1. Black money: New trail in tax haven probe leads to cash, property in UK, UAE

Black money: New trail in tax haven probe leads to cash, property in UK, UAE

Cash trail has been traced by a probe launched after The Indian Express, in collaboration with ICIJ, reported...

By: | New Delhi | Updated: November 7, 2014 2:03 PM
Cash trail has been to 612 Indians in a list of individuals and companies including RS member Vijay Mallya and several industrialists. (Reuters)

Cash trail has been to 612 Indians in a list of individuals and companies including RS member Vijay Mallya and several industrialists. (Reuters)

The government’s crackdown on black money parked abroad has received a boost with tax authorities unearthing fresh evidence exposing real estate assets and large amounts of cash routed illegally by Indian nationals and companies to foreign countries via tax havens located mostly in the British Virgin Islands and Singapore.

Top government officials told The Indian Express that the new details now available with them for over two dozen such cases point to purchase of property in prime locations, such as London and UAE, as well as investments around the globe — in some cases totalling millions of dollars.

The cash trail has been traced by an investigation launched after The Indian Express, in collaboration with the US-based International Consortium of Investigative Journalists (ICIJ), reported on April 4, 2013 about the presence of 612 Indians in a list of individuals and companies from over 170 countries operating over 1.2 lakh offshore entities and trusts.

The list included two Members of Parliament — Lok Sabha Congress MP Vivekanand Gaddam and RS member Vijay Mallya — and several industrialists such as Ravikant Ruia, Samir Modi, Chetan Burman, Abhey Kumar Oswal, Rahul Mammen Mappillai, Teja Raju, Saurabh Mittal and Vinod Doshi.

The new evidence points to further secret investments made abroad by some of these prominent businessmen and at least two IAS officers, who had opened offshore companies either in their own names or in the names of their spouses.

As reported by The Indian Express, these people used international financial services providers such as the Portcullis Trustnet (PTN) of Singapore and the Commonwealth Trust Limited (CTL) in the British Virgin Islands to register offshore companies in tax havens.

The new details also expose Indians who had set up offshore companies via PTN but had denied doing so to tax authorities — they have now been sent showcause notices.

Many people linked to these offshore companies have already been confronted by tax authorities with data and balance sheets obtained from the British Virgin Islands and Singapore. One such beneficiary admitted to The Indian Express that while tax authorities have not passed on any original documents, they did hand over important data and transaction details, pasted on Excel sheets, as proof of involvement.

The fresh data authenticating the offshore accounts were obtained from PTN and the Australian taxation office, using the Tax Information Exchange Agreement, while details of further such investments were received from British Virgin Islands and Singapore.

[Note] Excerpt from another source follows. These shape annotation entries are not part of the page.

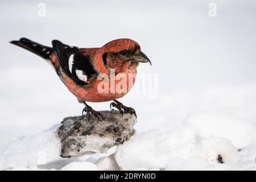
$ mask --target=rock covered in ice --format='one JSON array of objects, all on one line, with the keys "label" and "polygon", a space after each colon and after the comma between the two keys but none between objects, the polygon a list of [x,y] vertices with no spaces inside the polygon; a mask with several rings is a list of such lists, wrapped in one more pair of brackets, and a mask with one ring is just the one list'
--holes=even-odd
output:
[{"label": "rock covered in ice", "polygon": [[118,111],[101,111],[104,119],[100,121],[91,115],[64,118],[57,130],[60,138],[61,156],[63,158],[77,156],[96,152],[105,153],[114,146],[129,140],[135,130],[137,122],[134,115]]}]

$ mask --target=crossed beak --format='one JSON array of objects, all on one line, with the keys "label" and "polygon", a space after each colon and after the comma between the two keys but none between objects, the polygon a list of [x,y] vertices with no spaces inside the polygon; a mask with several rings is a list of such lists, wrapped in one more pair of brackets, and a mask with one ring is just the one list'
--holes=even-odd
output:
[{"label": "crossed beak", "polygon": [[151,65],[151,61],[150,61],[149,58],[141,51],[133,56],[133,59],[131,62],[132,63],[148,62],[150,64],[150,65]]}]

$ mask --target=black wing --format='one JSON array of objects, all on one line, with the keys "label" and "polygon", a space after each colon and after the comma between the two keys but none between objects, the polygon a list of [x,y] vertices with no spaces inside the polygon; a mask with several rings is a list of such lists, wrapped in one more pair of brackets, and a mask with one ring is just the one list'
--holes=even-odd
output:
[{"label": "black wing", "polygon": [[87,85],[97,73],[89,56],[79,51],[78,47],[64,44],[59,40],[53,40],[52,43],[64,72],[77,84]]}]

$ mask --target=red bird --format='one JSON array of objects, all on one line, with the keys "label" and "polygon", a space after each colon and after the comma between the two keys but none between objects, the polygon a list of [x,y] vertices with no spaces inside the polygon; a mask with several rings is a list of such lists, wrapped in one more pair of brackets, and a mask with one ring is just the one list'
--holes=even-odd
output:
[{"label": "red bird", "polygon": [[[97,78],[100,73],[106,74],[110,78],[111,70],[114,70],[115,75],[124,73],[127,76],[127,85],[129,81],[134,84],[139,63],[148,62],[151,64],[136,42],[129,39],[120,39],[111,41],[101,48],[90,48],[71,47],[57,40],[52,40],[52,48],[26,38],[10,43],[48,60],[65,85],[79,102],[85,105],[82,114],[85,111],[88,119],[90,113],[98,119],[100,116],[102,118],[103,116],[88,105],[86,101],[99,102],[113,100],[114,102],[110,104],[110,109],[112,106],[115,107],[122,114],[125,112],[136,116],[134,109],[116,100],[125,96],[131,86],[127,87],[128,90],[126,93],[101,93],[98,92],[98,86],[102,81]],[[131,74],[134,75],[131,78],[128,77]],[[110,82],[110,79],[108,79],[108,81]],[[110,87],[108,89],[110,89]]]}]

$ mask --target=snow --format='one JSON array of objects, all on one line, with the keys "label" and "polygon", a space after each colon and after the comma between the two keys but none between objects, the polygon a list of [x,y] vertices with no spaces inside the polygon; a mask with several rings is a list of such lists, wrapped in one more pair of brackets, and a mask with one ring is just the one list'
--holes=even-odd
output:
[{"label": "snow", "polygon": [[1,153],[0,169],[42,165],[61,160],[60,142],[55,134],[59,126],[11,142]]},{"label": "snow", "polygon": [[118,147],[115,159],[123,170],[162,169],[171,156],[184,158],[191,156],[195,142],[195,133],[189,128],[165,133],[150,130]]},{"label": "snow", "polygon": [[229,139],[238,148],[242,148],[256,140],[255,124],[246,119],[217,114],[192,114],[186,124],[201,137],[210,135]]},{"label": "snow", "polygon": [[61,168],[62,171],[96,171],[97,166],[88,162],[74,162]]},{"label": "snow", "polygon": [[[159,86],[154,99],[152,93],[130,92],[120,100],[138,114],[137,135],[117,149],[123,168],[256,170],[256,24],[251,23],[256,2],[216,0],[217,16],[210,18],[205,1],[129,1],[119,6],[117,0],[46,0],[45,17],[38,16],[32,1],[3,2],[0,169],[61,169],[73,162],[97,163],[115,151],[59,157],[54,127],[48,129],[80,115],[83,106],[44,60],[9,43],[27,37],[46,46],[59,39],[98,47],[121,38],[140,43],[152,65],[140,65],[138,75],[157,74]],[[140,21],[130,20],[138,16]],[[116,26],[109,26],[109,20]],[[137,81],[134,89],[139,86]],[[98,110],[109,109],[109,103],[90,104]],[[218,153],[227,162],[216,163]],[[114,163],[102,159],[98,169],[112,169]]]}]

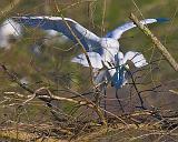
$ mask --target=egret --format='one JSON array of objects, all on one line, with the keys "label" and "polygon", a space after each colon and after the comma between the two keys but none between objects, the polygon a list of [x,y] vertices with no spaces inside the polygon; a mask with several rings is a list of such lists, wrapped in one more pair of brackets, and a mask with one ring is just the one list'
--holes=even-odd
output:
[{"label": "egret", "polygon": [[0,48],[10,49],[10,40],[22,36],[22,27],[12,19],[7,19],[0,26]]},{"label": "egret", "polygon": [[[87,30],[81,24],[69,18],[61,17],[13,17],[14,21],[23,26],[38,27],[43,30],[55,30],[68,37],[75,43],[81,42],[86,49],[91,67],[95,71],[95,82],[100,83],[103,80],[111,81],[116,89],[120,89],[127,82],[126,69],[127,61],[130,60],[135,67],[141,68],[147,64],[146,59],[139,52],[129,51],[125,55],[119,51],[119,39],[121,34],[136,27],[134,22],[127,22],[115,30],[108,32],[105,37],[99,38],[93,32]],[[168,21],[166,18],[145,19],[140,23],[149,24],[154,22]],[[89,67],[86,55],[79,54],[71,60]],[[98,72],[99,70],[105,69]]]}]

However, as of now, NRIs on the list of those who routed their money through PTN are expected to be kept out of the probe, though I-T notices were sent to them initially.

Officials said that the Special Investigating Team (SIT) on black money set up by the NDA this year has been informed about the list of 612 and that the investigations were at various stages in each case.

The probe is being handled mostly by tax officials in Delhi and Mumbai with international channels are being tapped by the FTTR (Foreign Tax and Tax Research) unit of the Ministry of Finance.

Ministry officials told The Indian Express that balance sheets and asset details received by them confirm that cash and assets were routed by those in the list using PTN through British Virgin Islands and Singapore. They said they now expect authorities in the islands and Singapore to assist them in a bulk of the remaining cases.